How exactly did the customer employ the VLAN?
[It] did some DNS trickery to actually inform some people [via] a Web page, “You have a half hour to fix it,” and … if [by] the third [warning] the user hadn’t fixed it, they pulled the machine off the network. They found 70 percent of the people actually fixed the problem on their own.
Given the growth of P2P and IM, how difficult is it, via real-time network monitoring, to unveil applications trying to disguise themselves?
[When we started looking at this] we discovered that more and more of these applications, especially the ones that were trying to hide, were trying to mimic Web traffic, [yet] when you dug down … it didn’t really look like [what it was mimicking]. About a year ago, we shifted to the application side of the house to try and detect those kinds of things.
The other thing we discovered from a security perspective was, when someone installs a [prohibited] application on a machine … they’ll install it on a port that looks like something else, such as the FTP or Web port, and to most network managers it looks like regular traffic. But … [if you look] beyond just header information, you see it’s not.
How rampant is P2P inside companies?
A percentage of our accounts are educationally based, and we have a background for this kind of stuff, but you’d be amazed how many enterprises we deploy into say, “We don’t have that going on.” Well, sorry, [in the corporate realm] we see quite a bit of [P2P]… or even gaming servers, because [the networks] typically have really high bandwidth links.
Can organizations feed information from existing security devices into your network view?
We do pull information in from firewalls, because there is valuable information there, and IDS’s—if you have an IDS that’s properly tuned … The reality is IDS needs to be properly set up. And typically with [a network analysis product such as this] you’re going to get 15 to 20 events per day you’re going to need to look at, not thousands [as with] an IDS.
One of the things we do differently than a typical security product is, where they’re looking for specific attacks, we look at the big picture, so when … a device—an IDS—might have [reported] an attack, we can follow on and say yes, but there’s not been repeat communication between the machine and server, which would indicate an attack.

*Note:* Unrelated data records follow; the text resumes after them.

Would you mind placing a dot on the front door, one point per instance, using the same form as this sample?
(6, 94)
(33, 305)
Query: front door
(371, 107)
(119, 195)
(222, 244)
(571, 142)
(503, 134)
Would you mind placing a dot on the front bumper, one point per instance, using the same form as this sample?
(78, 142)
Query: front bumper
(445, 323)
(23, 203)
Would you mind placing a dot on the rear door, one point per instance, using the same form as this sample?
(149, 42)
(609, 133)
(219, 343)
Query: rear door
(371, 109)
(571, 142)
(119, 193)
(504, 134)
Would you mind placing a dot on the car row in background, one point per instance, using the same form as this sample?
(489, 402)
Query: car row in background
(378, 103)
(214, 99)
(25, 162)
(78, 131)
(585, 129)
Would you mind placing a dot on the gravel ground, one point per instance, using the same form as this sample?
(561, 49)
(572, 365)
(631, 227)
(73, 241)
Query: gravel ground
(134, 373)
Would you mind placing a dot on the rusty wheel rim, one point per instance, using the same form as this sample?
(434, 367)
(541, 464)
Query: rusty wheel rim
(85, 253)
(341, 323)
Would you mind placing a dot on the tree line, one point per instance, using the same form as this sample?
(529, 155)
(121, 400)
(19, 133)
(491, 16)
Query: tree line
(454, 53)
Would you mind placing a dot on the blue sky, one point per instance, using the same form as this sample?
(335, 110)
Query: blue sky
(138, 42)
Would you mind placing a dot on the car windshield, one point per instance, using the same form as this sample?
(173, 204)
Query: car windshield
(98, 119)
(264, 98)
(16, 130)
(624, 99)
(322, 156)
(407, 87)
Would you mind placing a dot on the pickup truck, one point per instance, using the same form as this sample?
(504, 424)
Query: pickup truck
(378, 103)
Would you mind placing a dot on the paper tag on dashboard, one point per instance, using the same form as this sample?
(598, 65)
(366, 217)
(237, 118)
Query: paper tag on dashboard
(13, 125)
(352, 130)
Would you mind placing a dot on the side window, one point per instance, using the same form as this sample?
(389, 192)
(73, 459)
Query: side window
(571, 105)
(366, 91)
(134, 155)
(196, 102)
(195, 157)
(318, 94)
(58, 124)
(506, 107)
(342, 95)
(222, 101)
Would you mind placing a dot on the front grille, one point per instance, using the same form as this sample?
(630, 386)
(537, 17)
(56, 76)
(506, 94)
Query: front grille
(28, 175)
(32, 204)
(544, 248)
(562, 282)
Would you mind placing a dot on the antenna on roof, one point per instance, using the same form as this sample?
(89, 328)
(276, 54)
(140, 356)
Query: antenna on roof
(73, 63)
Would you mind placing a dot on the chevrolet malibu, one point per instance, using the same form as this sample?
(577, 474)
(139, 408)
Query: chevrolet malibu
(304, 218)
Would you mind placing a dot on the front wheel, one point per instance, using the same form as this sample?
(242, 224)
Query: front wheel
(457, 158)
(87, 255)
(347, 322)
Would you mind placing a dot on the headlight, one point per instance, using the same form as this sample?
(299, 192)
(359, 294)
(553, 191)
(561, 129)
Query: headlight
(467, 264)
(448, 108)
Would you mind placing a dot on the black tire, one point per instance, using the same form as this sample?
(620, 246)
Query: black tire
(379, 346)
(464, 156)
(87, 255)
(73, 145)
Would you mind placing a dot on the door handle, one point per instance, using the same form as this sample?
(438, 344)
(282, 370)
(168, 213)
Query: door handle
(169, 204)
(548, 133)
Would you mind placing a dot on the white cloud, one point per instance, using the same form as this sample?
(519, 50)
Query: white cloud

Whereas if two hours later we monitor a lot more SSH traffic between a machine and that server, we can flag that … We can flag those things that are behavioral changes, like a Trojan … or normal traffic the IDS wouldn’t pick up. We’ll still pick that up and report on that.
How do security managers conceptualize where this kind of technology would fit in their infrastructure?
Network behavior anomaly detection (NBAT), it’s the category Q1 Radar has been placed in, [though] … we [can] pull information from the IDS, which an NBAT doesn’t necessarily have to do.
Are any industries especial early users?
With any technology, you’ll end up with early adopters that aren’t typically any verticals in particular … but government to financial to media companies, there’s a broad range of companies across the board, even petrochemical and gas companies …. [Typically] it’s the people who have already deployed IDS … They have seen the limitations and are trying to address them.